Anna se echó a reír e intentó seguir removiendo la comida, pese a tener delante los brazos de Dan.
–Oye, que estoy de unas siete semanas. ¿No te parece un poco pronto para tener ninguna sensación de qué va a ser? Y, además, ¿por qué? –Anna se dio media vuelta con gesto preocupado–. Espero que no abrigues demasiadas esperanzas de que sea niño, porque ya sabes que es el padre el que determina el sexo y, puesto que tú ya has tenido tres niñas, la probabilidad estadística de que…
–¡Chist! –Dan le puso riendo el índice en los labios–. Me encantará igual sea lo que sea. Si es niño, fenomenal. Si es una niña, genial. Y además… –empezó, poniéndose serio– …ya tengo un hijo. Adrian. Espero que te hayas dado cuenta. Creía que ya lo sabías. Cuando os pedí que os mudarais aquí, no me refería sólo a la casa, sino aquí –añadió con el puño en el corazón mientras Anna intentaba ahogar el llanto.
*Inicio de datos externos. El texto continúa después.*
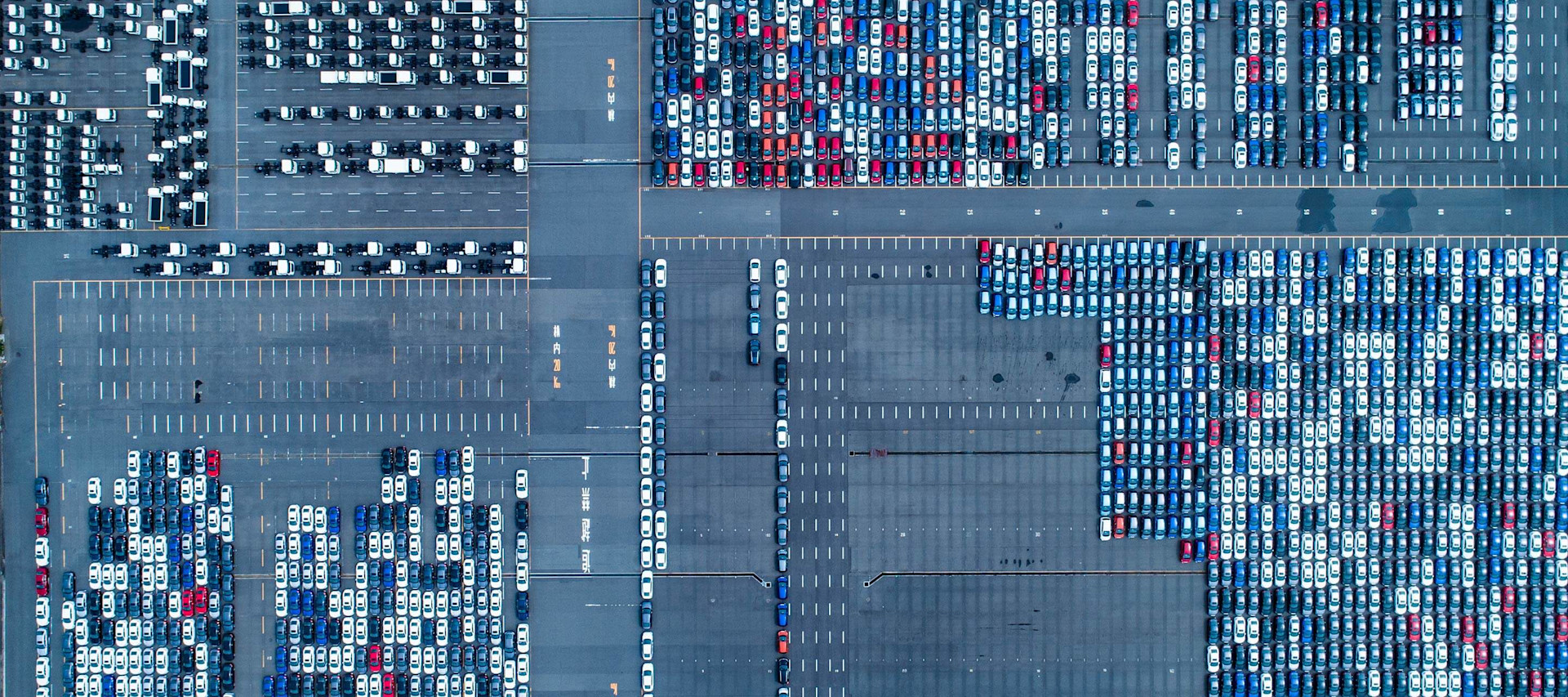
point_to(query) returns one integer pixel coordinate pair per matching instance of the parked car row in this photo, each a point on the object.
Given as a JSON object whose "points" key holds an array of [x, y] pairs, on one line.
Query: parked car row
{"points": [[156, 616], [381, 42], [654, 520], [320, 258], [1504, 121], [782, 441], [385, 112], [390, 620], [1372, 516], [1186, 76]]}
No lo consiguió del todo, una lágrima le cayó por las pestañas a la mejilla. Y el labio inferior empezó a temblarle. Dan le enjugó la lágrima con la mano y le cogió la cara con ambas manos. La miró con firmeza a los ojos. Y la obligó a sostenerle la mirada.
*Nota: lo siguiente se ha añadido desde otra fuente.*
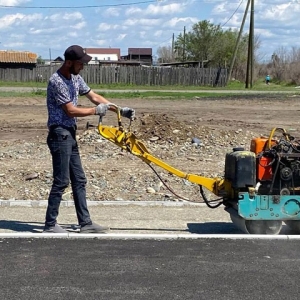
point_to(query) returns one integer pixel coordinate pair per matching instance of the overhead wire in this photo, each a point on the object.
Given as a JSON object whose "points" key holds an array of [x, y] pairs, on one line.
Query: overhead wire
{"points": [[232, 14], [82, 6]]}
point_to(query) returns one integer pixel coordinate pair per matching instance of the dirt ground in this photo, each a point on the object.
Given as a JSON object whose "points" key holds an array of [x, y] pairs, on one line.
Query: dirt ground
{"points": [[166, 126]]}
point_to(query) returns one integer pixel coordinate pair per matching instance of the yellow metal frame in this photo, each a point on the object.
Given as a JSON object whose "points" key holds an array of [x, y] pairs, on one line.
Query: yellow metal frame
{"points": [[128, 141]]}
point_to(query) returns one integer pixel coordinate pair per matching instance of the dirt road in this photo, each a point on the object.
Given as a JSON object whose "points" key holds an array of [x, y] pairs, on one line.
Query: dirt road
{"points": [[220, 124]]}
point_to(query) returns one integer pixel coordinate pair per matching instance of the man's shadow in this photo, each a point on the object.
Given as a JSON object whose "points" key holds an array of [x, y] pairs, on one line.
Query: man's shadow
{"points": [[20, 226]]}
–Si resulta que es niña, Adrian y yo tendremos que estar unidos contra todas vosotras. Pero no dudes ni un segundo que tú, Emma y Adrian sois para mí una sola cosa. Y os quiero a los tres. Y a ti, que estás ahí dentro, también te quiero, ¿me oyes? –preguntó dirigiéndose a la barriga.
Anna rio feliz.
–Creo que el oído no se desarrolla hasta el quinto mes o algo así.
–Oye, que mis hijos se desarrollan con mucha precocidad –le respondió con un guiño.
–Sí, ¿verdad? –repuso Anna sin poder contener la risa.
Se estaban besando cuando, de repente, se separaron sobresaltados al oír que alguien abría la puerta y la cerraba enseguida de un portazo.
–¿Hola? ¿Quién es? –preguntó Dan encaminándose a la entrada.
–Yo –resonó una voz airada. Belinda los miró con desprecio.
–¿Cómo has venido? –quiso saber Dan mirándola irritado.
–¿Cómo mierda crees que he venido? Con el mismo puto autobús con el que me fui de aquí, como comprenderás.
–Si no hablas conmigo con educación, mejor no hables conmigo en absoluto –le advirtió Dan sereno.
–Eh… entonces… creo que prefiero… –Belinda se puso el índice en la mejilla, como si estuviera reflexionando–. Ah, ya sé. Entonces prefiero ¡NO HABLARTE EN ABSOLUTO! –Y, dicho esto, subió como un torbellino a su habitación, cerró dando un portazo que retumbó en el descansillo y puso el equipo de música tan alto que Anna y Dan notaban cómo el suelo vibraba bajo sus pies.
Dan se sentó abrumado en el primer peldaño, atrajo a Anna hacia sí y le habló a la barriga, que le había quedado justo a la altura de la boca.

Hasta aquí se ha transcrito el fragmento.